Inspect the generated CUDA for any aligner with Aligner(...).cuda_source().

Correctness

The package ships its own ground truth: gpusw.cpu_reference_score / cpu_reference_matrix is a pure-NumPy affine-Gotoh implementation using the same recurrence, gap convention, substitution-table indexing and free-end-gap handling as the kernel.

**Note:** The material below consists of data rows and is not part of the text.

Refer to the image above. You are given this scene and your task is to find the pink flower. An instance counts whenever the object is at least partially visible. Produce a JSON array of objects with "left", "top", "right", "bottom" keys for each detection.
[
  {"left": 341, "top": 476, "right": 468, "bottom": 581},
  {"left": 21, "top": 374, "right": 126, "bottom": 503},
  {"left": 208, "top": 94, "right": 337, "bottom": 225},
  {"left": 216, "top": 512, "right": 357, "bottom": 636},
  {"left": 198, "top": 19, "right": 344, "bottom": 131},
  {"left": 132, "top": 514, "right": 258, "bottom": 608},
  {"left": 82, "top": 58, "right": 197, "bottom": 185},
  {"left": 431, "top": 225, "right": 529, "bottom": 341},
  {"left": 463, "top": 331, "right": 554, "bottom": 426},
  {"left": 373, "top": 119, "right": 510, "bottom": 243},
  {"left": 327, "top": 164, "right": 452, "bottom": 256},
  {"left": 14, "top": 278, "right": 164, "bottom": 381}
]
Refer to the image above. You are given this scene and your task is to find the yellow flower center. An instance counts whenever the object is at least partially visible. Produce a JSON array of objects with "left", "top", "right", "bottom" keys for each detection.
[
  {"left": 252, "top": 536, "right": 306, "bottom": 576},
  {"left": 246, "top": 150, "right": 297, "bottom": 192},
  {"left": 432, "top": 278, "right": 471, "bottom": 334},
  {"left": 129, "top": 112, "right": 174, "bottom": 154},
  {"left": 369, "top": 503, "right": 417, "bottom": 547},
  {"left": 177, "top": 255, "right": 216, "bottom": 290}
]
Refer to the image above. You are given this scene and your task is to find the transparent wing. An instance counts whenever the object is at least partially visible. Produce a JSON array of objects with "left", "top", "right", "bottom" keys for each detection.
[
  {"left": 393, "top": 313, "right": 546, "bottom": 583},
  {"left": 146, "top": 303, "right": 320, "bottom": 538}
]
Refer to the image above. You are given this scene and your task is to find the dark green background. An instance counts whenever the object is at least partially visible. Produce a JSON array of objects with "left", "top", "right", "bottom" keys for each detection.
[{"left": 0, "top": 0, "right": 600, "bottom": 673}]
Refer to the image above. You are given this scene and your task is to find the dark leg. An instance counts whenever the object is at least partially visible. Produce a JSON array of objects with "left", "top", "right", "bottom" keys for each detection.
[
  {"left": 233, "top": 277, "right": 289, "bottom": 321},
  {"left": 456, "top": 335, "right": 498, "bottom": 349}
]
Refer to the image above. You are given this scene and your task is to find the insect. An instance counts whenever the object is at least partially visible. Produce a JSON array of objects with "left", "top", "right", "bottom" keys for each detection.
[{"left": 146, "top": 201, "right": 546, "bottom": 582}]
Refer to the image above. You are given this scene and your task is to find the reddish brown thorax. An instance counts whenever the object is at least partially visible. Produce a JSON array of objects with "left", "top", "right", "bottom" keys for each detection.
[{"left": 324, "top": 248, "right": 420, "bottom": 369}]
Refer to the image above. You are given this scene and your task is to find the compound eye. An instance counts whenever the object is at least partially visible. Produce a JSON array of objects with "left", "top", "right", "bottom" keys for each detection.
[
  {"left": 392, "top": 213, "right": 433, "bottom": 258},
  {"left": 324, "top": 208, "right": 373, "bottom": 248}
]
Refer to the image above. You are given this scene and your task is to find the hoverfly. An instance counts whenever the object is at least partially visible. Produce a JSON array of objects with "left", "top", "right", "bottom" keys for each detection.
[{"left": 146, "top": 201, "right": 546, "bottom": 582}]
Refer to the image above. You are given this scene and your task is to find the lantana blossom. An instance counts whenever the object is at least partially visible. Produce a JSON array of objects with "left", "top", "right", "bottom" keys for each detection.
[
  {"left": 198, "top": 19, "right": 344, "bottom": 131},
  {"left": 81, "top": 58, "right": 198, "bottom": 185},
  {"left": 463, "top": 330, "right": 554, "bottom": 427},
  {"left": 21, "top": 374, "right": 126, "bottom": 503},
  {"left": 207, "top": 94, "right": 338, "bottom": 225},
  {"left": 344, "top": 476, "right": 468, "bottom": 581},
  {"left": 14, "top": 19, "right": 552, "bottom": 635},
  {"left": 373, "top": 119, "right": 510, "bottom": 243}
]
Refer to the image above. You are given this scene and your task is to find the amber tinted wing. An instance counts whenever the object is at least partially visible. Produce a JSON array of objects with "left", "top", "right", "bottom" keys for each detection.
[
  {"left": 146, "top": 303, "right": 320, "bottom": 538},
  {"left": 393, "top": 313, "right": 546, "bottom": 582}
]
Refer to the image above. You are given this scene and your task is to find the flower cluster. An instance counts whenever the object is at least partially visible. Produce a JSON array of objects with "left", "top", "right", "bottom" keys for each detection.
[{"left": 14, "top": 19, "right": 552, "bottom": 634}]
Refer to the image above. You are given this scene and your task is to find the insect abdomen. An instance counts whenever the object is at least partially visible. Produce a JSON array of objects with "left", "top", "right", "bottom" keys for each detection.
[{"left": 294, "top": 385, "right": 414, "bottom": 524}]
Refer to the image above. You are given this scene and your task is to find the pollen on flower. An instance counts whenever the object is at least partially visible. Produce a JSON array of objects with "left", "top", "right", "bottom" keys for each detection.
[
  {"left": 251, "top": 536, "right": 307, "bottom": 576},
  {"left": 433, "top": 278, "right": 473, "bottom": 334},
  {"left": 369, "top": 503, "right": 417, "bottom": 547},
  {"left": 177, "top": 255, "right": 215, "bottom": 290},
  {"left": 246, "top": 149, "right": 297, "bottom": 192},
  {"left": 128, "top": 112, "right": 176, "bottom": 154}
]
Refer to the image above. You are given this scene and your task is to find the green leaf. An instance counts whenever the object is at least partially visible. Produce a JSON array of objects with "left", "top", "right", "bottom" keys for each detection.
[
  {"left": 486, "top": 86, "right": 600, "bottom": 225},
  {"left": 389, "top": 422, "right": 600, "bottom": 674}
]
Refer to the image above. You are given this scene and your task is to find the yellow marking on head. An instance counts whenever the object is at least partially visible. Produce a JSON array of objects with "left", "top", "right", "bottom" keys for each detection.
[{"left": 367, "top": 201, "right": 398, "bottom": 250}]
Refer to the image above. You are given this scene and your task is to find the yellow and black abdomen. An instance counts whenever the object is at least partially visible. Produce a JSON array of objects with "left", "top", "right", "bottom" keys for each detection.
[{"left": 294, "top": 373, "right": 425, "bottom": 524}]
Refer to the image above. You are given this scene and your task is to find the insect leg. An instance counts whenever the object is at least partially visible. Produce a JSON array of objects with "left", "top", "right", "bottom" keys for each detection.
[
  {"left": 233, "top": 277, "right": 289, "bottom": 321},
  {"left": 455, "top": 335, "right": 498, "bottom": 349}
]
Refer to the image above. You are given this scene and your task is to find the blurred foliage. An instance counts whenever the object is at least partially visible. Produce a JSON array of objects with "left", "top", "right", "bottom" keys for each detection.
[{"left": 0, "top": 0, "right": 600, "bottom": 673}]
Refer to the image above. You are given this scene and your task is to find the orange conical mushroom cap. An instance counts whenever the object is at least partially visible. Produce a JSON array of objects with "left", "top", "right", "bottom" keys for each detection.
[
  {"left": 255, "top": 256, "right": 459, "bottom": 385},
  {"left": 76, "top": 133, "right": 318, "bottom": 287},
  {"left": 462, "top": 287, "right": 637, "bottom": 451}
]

• The oracle is anchored to Biopython PairwiseAligner (200/200 random pairs per mode, including all four semiglobal end-gap combinations).
• The GPU kernel is asserted integer-identical to the oracle across modes × scoring schemes × dtypes × edge cases (empty, identical, disjoint, single-character, length-at-MAXQ).
• CI runs the no-GPU tests (oracle, encoding, cache-key, kernel rendering) on every push; the GPU bit-exactness tests run wherever a GPU is present.

pip install "gpusw[test]"
pytest -m "not gpu"     # CPU-only: oracle, encoding, scheme/dtype, rendering
pytest                  # everything, including @gpu bit-exactness (needs a GPU)

Benchmarks

Single RTX 5070 Ti (Blackwell sm_120), exhaustive cross-product, via benchmarks/bench_gcups.py:

Workload	Cells	Throughput
DNA local, 64×350 bp queries vs 4000×1500 bp refs	0.13 T	~77 GCUPS
Protein BLOSUM62 local, 48×300 aa vs 3000×400 aa	0.018 T	~95 GCUPS

python benchmarks/bench_gcups.py --queries 64 --qlen 350 --refs 4000 --rlen 1500

There is headroom (warp-parallel intra-sequence DP, int16×2 SIMD packing, shared-memory query tiling) to push into the low hundreds of GCUPS; the current kernel favors simplicity and exactness.

Project layout

gpuSW/
├── src/gpusw/
│   ├── __init__.py        # align_score / align_pairs + public re-exports
│   ├── scheme.py          # Scheme: all scoring parameters, dtype/overflow logic
│   ├── matrix.py          # Matrix: match/mismatch, named, from_ncbi, custom
│   ├── schemes.py         # presets (DNA, BLOSUM62, EDNAFULL, ...)
│   ├── encode.py          # the input funnel -> discrete (codes, offsets)
│   ├── kernel.py          # CUDA source generator (per scheme)
│   ├── _compile.py        # NVRTC RawModule cache + lazy CuPy boundary
│   ├── aligner.py         # Aligner engine: score_cross / score_pairs / top_k
│   ├── reference.py       # pure-NumPy oracle (the bit-exactness ground truth)
│   ├── result.py          # AlignResult (top_k, to_dataframe)
│   ├── cli.py             # `gpusw` command line
│   └── data/matrices/     # bundled BLOSUM/PAM/EDNAFULL tables
├── tests/                 # oracle-vs-Biopython, GPU-vs-oracle, encoding, packaging
├── examples/              # worked examples (incl. the original 16S driver)
├── benchmarks/            # GCUPS benchmark
└── docs/                  # design notes + the 16S validation findings

Publishing (maintainers)

python -m build                       # -> dist/gpusw-<v>-py3-none-any.whl + .tar.gz
python -m twine check dist/*          # metadata + README render
python -m twine upload dist/*         # PyPI (token in ~/.pypirc or TWINE_* env)

License

MIT © Andrew Freiburger. See LICENSE.